Анна осмотрела и подлинник и перевод. Письмо было датировано восьмым декабря. Перевод другого, закапанного свечным салом, девочке удалось сделать, видимо, с еще большим трудом.
«Л. Т. Ж.! (Наверно, опять любимый товарищ Женя!) Я уже два раза произносить русские слова готовился, но луна светила, и я должен был возвратиться. Это сегодня произойдет или никогда. Я узнал: из Верхневолжска на Москву ушли 47 т. п. 18,38 (что это, не знаю — в словаре нет!) пехотные части. Начали госпитали эвакуировать. Всюду имеются разговоры о московском контрнаступлении. Все тревожные.
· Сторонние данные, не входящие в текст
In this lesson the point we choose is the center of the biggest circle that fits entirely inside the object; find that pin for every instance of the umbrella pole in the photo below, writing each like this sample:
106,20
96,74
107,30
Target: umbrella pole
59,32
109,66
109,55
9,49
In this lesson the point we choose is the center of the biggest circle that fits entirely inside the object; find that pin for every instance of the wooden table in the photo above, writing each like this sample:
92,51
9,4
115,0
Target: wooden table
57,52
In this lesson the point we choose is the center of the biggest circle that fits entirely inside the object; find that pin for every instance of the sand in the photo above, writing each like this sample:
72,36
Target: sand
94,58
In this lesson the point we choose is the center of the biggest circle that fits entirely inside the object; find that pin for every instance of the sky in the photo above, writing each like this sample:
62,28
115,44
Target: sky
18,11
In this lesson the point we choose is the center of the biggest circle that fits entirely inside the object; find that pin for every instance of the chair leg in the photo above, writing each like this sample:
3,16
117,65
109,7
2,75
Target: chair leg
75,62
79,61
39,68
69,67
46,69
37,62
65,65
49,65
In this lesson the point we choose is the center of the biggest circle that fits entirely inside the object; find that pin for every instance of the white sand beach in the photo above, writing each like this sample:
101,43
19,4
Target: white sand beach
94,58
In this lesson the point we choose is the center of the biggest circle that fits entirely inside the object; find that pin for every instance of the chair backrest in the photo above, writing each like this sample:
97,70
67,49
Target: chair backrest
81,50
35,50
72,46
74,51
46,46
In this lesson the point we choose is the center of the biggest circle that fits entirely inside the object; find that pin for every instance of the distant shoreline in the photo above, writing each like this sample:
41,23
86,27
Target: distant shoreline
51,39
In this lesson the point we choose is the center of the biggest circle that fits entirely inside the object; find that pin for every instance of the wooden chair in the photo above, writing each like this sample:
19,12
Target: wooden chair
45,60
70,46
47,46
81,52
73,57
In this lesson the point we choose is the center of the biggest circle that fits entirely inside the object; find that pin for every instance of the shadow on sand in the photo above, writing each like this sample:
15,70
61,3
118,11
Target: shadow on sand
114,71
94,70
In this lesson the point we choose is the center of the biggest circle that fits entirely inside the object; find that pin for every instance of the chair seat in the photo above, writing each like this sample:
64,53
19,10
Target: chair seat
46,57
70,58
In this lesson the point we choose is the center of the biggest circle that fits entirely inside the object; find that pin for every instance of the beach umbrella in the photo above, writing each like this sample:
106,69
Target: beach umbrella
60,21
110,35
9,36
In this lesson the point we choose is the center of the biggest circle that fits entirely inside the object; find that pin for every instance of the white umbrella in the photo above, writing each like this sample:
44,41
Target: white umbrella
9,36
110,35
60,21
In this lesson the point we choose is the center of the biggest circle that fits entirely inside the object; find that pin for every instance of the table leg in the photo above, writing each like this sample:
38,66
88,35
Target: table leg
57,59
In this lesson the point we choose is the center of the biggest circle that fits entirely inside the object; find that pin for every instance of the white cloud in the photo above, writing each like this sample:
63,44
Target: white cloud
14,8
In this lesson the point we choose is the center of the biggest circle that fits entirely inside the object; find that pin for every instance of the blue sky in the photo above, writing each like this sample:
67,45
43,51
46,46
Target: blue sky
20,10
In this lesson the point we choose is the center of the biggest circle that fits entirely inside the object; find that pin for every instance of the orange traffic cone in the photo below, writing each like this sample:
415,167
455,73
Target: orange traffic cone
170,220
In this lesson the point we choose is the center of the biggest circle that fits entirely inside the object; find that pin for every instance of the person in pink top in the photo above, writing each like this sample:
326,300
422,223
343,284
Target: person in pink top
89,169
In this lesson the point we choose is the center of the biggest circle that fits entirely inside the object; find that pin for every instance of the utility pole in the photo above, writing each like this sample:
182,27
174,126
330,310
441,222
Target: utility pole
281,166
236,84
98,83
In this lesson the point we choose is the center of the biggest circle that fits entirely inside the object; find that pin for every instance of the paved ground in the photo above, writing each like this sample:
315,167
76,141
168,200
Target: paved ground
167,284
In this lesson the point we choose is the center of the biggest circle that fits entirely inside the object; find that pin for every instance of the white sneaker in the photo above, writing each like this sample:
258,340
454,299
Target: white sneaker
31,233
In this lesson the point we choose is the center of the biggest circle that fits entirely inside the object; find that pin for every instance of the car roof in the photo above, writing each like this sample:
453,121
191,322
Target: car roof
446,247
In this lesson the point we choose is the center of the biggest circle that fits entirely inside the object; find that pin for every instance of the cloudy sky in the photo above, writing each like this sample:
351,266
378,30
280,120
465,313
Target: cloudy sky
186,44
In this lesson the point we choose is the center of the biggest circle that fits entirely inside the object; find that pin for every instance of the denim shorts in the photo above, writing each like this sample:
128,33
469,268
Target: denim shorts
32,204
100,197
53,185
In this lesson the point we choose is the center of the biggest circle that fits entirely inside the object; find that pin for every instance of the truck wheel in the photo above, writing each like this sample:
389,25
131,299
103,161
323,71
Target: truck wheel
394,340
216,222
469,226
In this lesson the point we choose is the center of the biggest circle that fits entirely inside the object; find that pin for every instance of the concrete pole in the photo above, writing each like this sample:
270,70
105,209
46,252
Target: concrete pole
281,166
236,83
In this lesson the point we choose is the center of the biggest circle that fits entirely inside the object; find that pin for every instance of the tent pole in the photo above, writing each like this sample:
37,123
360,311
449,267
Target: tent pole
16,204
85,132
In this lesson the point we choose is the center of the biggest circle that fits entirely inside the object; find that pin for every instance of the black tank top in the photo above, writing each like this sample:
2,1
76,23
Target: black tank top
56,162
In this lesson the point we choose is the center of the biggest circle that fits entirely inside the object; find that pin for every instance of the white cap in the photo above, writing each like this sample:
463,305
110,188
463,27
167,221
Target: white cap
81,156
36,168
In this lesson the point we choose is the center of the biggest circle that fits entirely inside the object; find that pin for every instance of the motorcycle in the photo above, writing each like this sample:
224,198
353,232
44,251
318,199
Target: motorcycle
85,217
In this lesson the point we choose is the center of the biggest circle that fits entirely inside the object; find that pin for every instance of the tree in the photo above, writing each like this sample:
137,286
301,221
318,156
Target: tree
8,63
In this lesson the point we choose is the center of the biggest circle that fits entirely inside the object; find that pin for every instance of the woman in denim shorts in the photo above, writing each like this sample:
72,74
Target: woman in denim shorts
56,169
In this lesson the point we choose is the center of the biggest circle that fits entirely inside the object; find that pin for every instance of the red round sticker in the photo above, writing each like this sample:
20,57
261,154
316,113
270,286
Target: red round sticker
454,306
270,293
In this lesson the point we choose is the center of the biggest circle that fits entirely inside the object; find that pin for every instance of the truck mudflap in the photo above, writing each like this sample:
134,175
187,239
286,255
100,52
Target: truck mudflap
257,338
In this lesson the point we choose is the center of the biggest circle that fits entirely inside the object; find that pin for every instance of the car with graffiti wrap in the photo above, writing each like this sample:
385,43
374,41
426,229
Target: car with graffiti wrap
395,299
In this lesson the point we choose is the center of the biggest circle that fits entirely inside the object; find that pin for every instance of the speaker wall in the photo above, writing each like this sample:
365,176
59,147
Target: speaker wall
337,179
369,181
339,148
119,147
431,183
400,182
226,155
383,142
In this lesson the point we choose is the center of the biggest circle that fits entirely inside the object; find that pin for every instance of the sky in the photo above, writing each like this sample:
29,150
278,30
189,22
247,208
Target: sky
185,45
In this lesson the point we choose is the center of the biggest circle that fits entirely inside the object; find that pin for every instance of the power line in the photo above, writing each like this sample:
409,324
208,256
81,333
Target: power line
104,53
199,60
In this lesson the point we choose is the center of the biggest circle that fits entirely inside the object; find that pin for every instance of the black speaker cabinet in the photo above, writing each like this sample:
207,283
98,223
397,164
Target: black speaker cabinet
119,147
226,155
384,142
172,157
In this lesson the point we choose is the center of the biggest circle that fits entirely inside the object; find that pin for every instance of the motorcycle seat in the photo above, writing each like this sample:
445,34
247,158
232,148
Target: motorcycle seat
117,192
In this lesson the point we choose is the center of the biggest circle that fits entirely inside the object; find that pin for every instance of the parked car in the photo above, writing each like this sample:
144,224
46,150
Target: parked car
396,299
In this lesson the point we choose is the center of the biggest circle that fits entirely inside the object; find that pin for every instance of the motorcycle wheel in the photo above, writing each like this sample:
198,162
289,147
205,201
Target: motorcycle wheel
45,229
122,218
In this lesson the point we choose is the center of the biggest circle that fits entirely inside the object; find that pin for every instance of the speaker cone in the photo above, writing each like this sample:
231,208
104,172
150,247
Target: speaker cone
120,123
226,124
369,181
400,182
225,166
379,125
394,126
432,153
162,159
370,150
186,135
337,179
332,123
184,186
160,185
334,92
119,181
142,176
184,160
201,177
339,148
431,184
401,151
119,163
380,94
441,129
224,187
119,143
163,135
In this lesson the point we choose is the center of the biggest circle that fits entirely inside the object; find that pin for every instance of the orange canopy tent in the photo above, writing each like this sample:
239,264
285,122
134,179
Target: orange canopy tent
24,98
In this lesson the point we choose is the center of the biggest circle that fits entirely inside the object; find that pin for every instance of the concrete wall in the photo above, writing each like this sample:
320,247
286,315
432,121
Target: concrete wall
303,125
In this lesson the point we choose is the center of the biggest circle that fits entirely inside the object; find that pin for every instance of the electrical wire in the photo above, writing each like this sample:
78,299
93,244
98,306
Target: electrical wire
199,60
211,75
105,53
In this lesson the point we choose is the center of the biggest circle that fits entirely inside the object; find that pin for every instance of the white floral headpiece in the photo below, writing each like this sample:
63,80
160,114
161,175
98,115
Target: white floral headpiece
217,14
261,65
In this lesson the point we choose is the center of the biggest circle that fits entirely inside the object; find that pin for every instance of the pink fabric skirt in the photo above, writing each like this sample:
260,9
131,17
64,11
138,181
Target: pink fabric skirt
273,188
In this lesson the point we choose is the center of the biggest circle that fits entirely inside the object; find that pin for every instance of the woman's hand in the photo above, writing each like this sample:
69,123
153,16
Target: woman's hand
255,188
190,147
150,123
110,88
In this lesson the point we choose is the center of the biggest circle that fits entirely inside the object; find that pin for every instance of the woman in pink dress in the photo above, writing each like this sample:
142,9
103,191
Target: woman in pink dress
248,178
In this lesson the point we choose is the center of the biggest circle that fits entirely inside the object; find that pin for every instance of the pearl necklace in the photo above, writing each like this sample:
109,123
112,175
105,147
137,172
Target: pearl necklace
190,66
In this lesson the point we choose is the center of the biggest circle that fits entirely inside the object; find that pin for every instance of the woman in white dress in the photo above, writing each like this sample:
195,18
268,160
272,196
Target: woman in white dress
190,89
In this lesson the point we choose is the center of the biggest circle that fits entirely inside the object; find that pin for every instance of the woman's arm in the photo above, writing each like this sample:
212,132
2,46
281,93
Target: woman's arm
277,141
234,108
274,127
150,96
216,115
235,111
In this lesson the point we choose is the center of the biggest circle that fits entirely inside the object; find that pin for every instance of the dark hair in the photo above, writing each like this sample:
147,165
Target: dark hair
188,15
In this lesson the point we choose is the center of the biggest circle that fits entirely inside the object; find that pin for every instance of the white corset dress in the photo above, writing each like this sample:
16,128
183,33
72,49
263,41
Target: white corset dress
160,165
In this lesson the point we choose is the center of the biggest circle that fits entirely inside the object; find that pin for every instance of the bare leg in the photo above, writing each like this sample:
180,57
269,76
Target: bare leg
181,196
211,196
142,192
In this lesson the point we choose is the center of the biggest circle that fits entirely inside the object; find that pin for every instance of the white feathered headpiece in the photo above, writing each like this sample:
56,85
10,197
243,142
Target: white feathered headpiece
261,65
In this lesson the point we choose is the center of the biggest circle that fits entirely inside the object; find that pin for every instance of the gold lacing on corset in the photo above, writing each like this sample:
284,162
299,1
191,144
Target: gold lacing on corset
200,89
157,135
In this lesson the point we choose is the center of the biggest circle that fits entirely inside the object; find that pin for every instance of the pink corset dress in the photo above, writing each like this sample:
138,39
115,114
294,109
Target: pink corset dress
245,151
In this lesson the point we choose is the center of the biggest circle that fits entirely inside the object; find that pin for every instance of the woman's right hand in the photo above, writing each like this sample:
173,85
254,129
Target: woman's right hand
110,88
Еще один раз: сегодня или никогда… Я ваших уроков не забыл, любимый товарищ Женя. Красный фронт! К.»
Анна несколько раз перечитала эти переводы. Она уже понимала, что странный язык — это оттого, что девочка переводила письма буквально, слово за словом. Теперь ее интересовало: почему племянница не показали эти документы раньше? Самолюбие? Гордость? Нежелание передать в чужие руки? Значит, к ней не нашли правильного подхода, значит, она нам не верила… Страшный урок! Его никогда не забудешь… Анна многое бы отдала, чтобы найти хоть какой-нибудь следок Жени.
«Я промахнулась, Танюша, я позорно, тяжело промахнулась, но я ничего не забыла, я все, все помню…»—так начала она ответ сестре…
7
Настал день, когда ожила и прядильная фабрика — так в печати назвали цеха, организованные в уцелевшем приделке огромного сожженного здания. Вряд ли завертелась даже двадцатая доля веретен, которые распевали здесь всего несколько месяцев назад. Но как этого ждали! В городе не хватало рабочих рук. Многие прядильщицы уже устроились на других, менее разоренных предприятиях, нашли работу в госпиталях, в восстанавливаемой торговой сети, в столовых. Новая работа часто вознаграждалась даже лучше прежней. Однако, как только стало известно, что пускают прядильную, директора завалили заявлениями, письмами, просьбами вернуть на прежнее место. Его ловили на улице, подкарауливали на квартире, часами дежурили у его кабинета: хоть обметалкой, хоть уборщицей, но только на свою фабрику.